Zur Verfügung standen für die Seebeobachtungen zwei Apparate. Das Deviationsmagnetometer ist ein rohes Instrument, aber eben darum zu Beobachtungen auf dem schwankenden Schiff geeignet. Mit ihm wurde die magnetische Deklination bestimmt, d. h. der Winkel zwischen der Richtung der Magnetnadel und der Richtung des Meridians, zweitens die sogenannte Horizontalintensität oder die Größe der Kraftart, mit welcher die Magnetnadel sich in ihre horizontale Richtung einstellt, und drittens mit dem zugehörigen Inklinatorium auch die magnetische Inklination oder derjenige Winkel, um welchen die Richtung der Magnetnadel bei freier Aufhängung gegen den Horizont geneigt ist.


Das Vertikalnetz kommt empor.

(Quelle: Drygalski-Nachlass, Privatbesitz Mörder, Feldkirchen-Westenham)

Das zweite Instrument, der Lloyd-Creak, diente ebenfalls dazu, die Inklination zu messen.
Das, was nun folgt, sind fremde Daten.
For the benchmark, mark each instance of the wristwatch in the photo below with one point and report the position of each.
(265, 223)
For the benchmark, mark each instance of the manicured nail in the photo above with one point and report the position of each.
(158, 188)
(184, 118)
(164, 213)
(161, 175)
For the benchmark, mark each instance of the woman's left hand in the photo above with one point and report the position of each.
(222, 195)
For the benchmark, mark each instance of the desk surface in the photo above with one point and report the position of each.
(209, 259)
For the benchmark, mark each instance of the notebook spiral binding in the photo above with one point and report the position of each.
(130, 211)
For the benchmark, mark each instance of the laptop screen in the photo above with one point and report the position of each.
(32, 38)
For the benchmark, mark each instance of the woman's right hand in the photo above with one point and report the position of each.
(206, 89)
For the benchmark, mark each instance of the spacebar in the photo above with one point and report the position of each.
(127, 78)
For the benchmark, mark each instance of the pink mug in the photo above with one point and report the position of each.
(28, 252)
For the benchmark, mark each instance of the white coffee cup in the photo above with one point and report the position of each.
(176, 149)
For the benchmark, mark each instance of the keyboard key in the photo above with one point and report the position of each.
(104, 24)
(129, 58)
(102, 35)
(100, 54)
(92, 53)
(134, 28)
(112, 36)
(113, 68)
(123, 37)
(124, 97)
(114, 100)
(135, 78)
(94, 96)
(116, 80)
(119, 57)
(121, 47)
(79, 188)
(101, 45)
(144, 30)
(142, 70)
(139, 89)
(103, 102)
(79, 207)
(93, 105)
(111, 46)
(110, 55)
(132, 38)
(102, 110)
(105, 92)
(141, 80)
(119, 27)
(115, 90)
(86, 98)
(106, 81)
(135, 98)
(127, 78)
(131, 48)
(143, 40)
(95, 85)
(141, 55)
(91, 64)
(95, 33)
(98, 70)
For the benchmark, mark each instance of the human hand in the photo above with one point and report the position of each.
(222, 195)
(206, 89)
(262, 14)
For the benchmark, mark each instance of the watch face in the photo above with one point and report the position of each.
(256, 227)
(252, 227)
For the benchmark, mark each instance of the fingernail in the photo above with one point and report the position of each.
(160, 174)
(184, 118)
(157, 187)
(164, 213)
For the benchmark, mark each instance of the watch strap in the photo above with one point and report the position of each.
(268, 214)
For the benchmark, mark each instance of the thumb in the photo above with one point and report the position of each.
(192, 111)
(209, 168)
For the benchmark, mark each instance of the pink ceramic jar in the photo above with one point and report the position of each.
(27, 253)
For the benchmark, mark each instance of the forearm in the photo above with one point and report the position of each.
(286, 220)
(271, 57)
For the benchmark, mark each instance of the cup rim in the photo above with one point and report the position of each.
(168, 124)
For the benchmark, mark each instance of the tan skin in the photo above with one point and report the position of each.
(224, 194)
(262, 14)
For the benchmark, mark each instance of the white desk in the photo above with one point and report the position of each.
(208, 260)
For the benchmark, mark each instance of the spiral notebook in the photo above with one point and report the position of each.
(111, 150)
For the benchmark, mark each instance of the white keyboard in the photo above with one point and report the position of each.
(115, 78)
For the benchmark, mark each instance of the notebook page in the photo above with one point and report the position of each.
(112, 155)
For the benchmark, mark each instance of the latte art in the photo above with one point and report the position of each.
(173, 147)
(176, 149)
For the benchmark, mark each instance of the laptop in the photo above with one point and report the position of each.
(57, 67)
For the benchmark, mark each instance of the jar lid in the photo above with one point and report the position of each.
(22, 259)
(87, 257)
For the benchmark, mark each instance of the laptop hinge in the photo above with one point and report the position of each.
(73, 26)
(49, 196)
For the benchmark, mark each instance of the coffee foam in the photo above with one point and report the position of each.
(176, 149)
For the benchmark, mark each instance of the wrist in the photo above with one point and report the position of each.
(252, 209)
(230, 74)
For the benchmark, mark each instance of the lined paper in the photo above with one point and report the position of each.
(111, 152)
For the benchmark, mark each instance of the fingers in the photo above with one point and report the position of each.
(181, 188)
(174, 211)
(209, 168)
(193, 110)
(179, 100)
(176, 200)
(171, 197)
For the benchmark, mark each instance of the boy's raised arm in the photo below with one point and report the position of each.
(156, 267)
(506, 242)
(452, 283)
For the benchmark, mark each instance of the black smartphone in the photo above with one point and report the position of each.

Ferner wurde mit dem Lloyd-Creak auch die Totalintensität gemessen, d. h. diejenige Kraft, mit welcher eine Magnetnadel von der Stärke 1 in die Richtung der magnetischen Kraftlinien im Raum hineingezogen wird.

Die Beobachtungsmethoden für alle Elemente gehen im Allgemeinen einmal dahin, dass man die wirkliche Ruhelage der Magnetnadel an der Skala festzustellen versucht, indem man eine Reihe von Ablesungen macht und aus denselben das Mittel bildet, und zweitens dahin, dass man die Magnetnadel in Schwingungen versetzt, mit denen sie um ihre Ruhelage hin- und herpendelt, und aus der Dauer dieser Schwingungen die Gleichgewichtslage herleitet.

Für die Deklinationsbestimmungen waren außerdem immer gleichzeitige Bestimmungen des astronomischen Meridians erforderlich, die mithilfe der Sonne ausgeführt wurden, indem man die Richtung der Magnetnadel mit der Richtung des Schattens verglich, welchen ein auf die Mitte der Magnetnadel aufgesetzter Stift warf, und so den Winkel ermittelte, welchen die Magnetnadel jeweilig mit der Richtung der Sonne zu einer bestimmten Zeit bildete, woraus man die Richtung gegen den Meridian herleiten konnte.

Die Intensitäten, sowohl die Horizontal- wie die Vertikal- und die Totalintensität wurden dadurch bestimmt, dass man die Magnetnadeln aus bestimmten Entfernungen durch andere Magnete von in der Heimat bestimmter, also bekannter Kraftwirkung aus ihrer Richtung ablenkte, in die sie sich unter dem Einfluss des Erdmagnetismus in der horizontalen bzw. in den vertikalen Ebenen einstellen wollten, und aus der Größe dieser Ablenkung die betreffenden Kraftgrößen des Erdmagnetismus erschloss.

Wenn es gelungen ist, die Werte der erdmagnetischen Elemente längs der ganzen Route des »Gauß« zu verfolgen, so ist es der Tatkraft zu verdanken, welche Herr Dr. Bidlingmaier entwickelt hat, indem ihn nichts bewegen konnte, von den Beobachtungen abzulassen, bevor sie ein Ergebnis gezeitigt hatten.

Von Tag zu Tag mehrte sich nun das Vogelleben. Besonders häufig war ein dunkler Sturmvogel. Bald kamen auch Kaptauben und vor allem Albatrosse in wachsender Zahl. Am 30. Oktober wurde der erste Albatros durch Dr. Gazert erlegt, während das Schiff zum Loten stilllag.